🤖 AI Summary
Existing LLM-as-a-judge approaches predominantly rely on cross-entropy loss for fine-tuning, neglecting the numerical continuity of scores and the interpretability of scoring rationale. To address these limitations, we propose a two-stage regression-aware chain-of-thought (CoT) reasoning framework. In Stage I, CoT supervision is introduced to enhance the interpretability of score justification. In Stage II, CoT generation and regression-aware score prediction are jointly optimized, achieving the first deep integration of CoT supervision with regression losses—specifically, weighted combinations of mean squared error (MSE) and cross-entropy (CE). Our method achieves significant improvements over state-of-the-art baselines across four mainstream LLM-as-a-judge benchmarks and two large language model families. Ablation studies confirm the necessity and effectiveness of both the two-stage collaborative training strategy and the joint modeling of regression and reasoning.
📝 Abstract
The LLM-as-a-judge paradigm uses large language models (LLMs) for automated text evaluation, where a numerical assessment is assigned by an LLM to the input text following scoring rubrics.

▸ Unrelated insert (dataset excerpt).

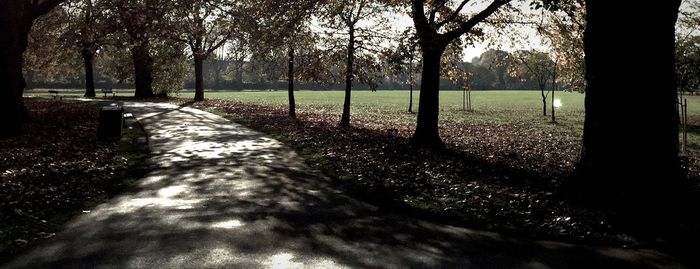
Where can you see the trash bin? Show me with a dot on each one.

Existing methods for LLM-as-a-judge use cross-entropy (CE) loss for fine-tuning, which neglects the numeric nature of score prediction. Recent work addresses numerical prediction limitations of LLM fine-tuning through regression-aware fine-tuning, which, however, does not consider chain-of-thought (CoT) reasoning for score prediction. In this paper, we introduce TRACT (Two-stage Regression-Aware fine-tuning with CoT), a method combining CoT reasoning with regression-aware training. TRACT consists of two stages: first, seed LLM is fine-tuned to generate CoTs, which serve as supervision for the second stage fine-tuning. The training objective of TRACT combines the CE loss for learning the CoT reasoning capabilities, and the regression-aware loss for the score prediction. Experiments across four LLM-as-a-judge datasets and two LLMs show that TRACT significantly outperforms existing methods. Extensive ablation studies validate the importance of each component in TRACT.